Now, what is the 3-Series GT? Well, it certainly isn't a Touring, the 3-Series's estate version, because that one is a stunner. The GT isn't meant to be a wagon, and nor is it aspiring to be a coupe as there's the 4-Series now to take care of the 3's two-door variant. What the 3-Series GT addresses, various BMW execs at the launch program asserted, is a longtime niggle in the 3-Series's greatness--the lack of room in the backseat. The GT, you see, sits on a wheelbase that's almost four-and-half inches longer, and the car grew more than three inches tall and is significantly longer than the wagon (by 7.9 inches), too. So space in the backseat approaches 5-Series levels, plus the seats fore and aft are higher.
But it's not a 5-Series as well, the BMW guys said, as the 3-Series GT will supposedly appeal to a more stylish, younger set. What it has in its butt, then, is a hatch that lets access to a roomy boot that can swallow plenty of getaway luggage, lifestyle toys or premium produce from the grocery.

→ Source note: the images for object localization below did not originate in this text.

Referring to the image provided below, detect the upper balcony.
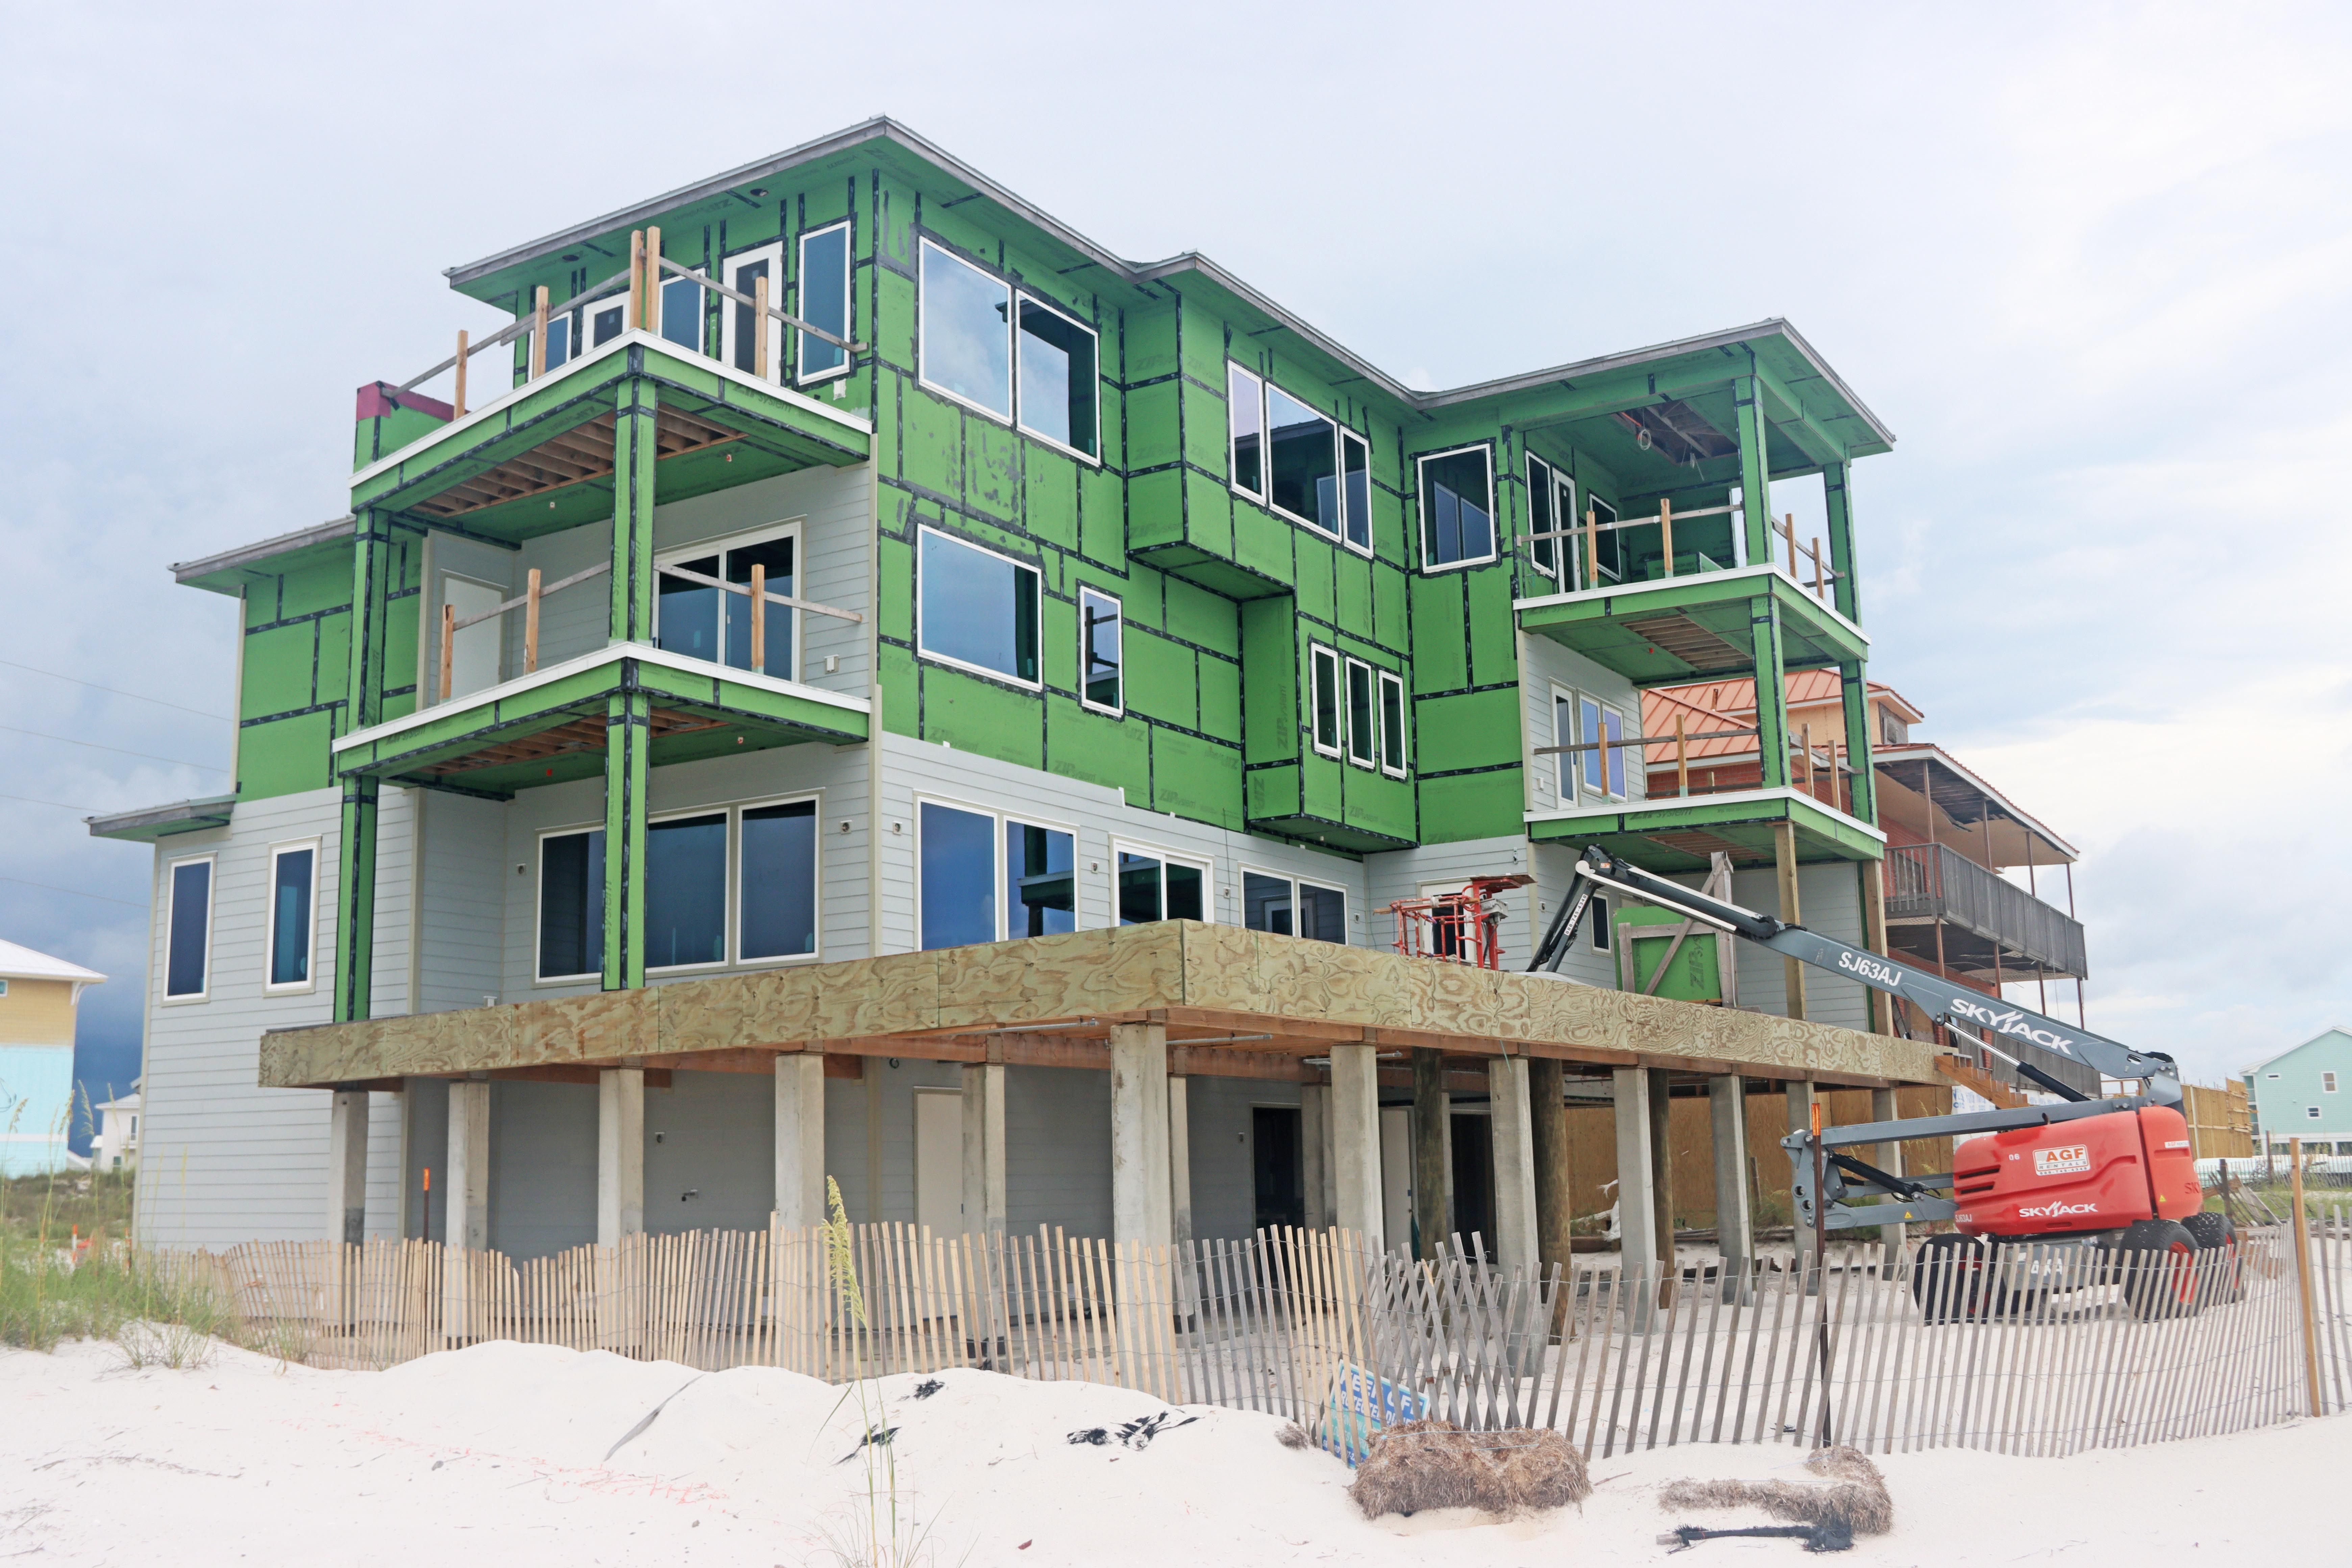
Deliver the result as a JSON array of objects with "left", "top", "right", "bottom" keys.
[
  {"left": 1514, "top": 505, "right": 1867, "bottom": 687},
  {"left": 1875, "top": 744, "right": 2086, "bottom": 984}
]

At the world launch, two variants of the 3-Series GT were for the taking: the 320d and the 335i. The former has a four-pot, 184hp, 380Nm, 2.0-liter diesel mill, while the latter gets a 3.0-liter gasoline in-line-six that makes 300hp and 406Nm. Both powerplants benefit from BMW's TwinPower turbo and Valvetronic techs, and are bolted on to eight-speed automatic gearboxes (at least the cars at the reveal) that send grunt to either 18-inch or 19-inch alloy wheels. On the mostly deserted, mostly mountainous Sicilian roads, neither one of the two 3-Series GT variants was a sloppy handler--license-losing fast when you push them, quite agile on serpentine roads, and silken in everything they do. Fact is, they drove like the lissome 3-Series.
And that, let me assure you, is saying a lot.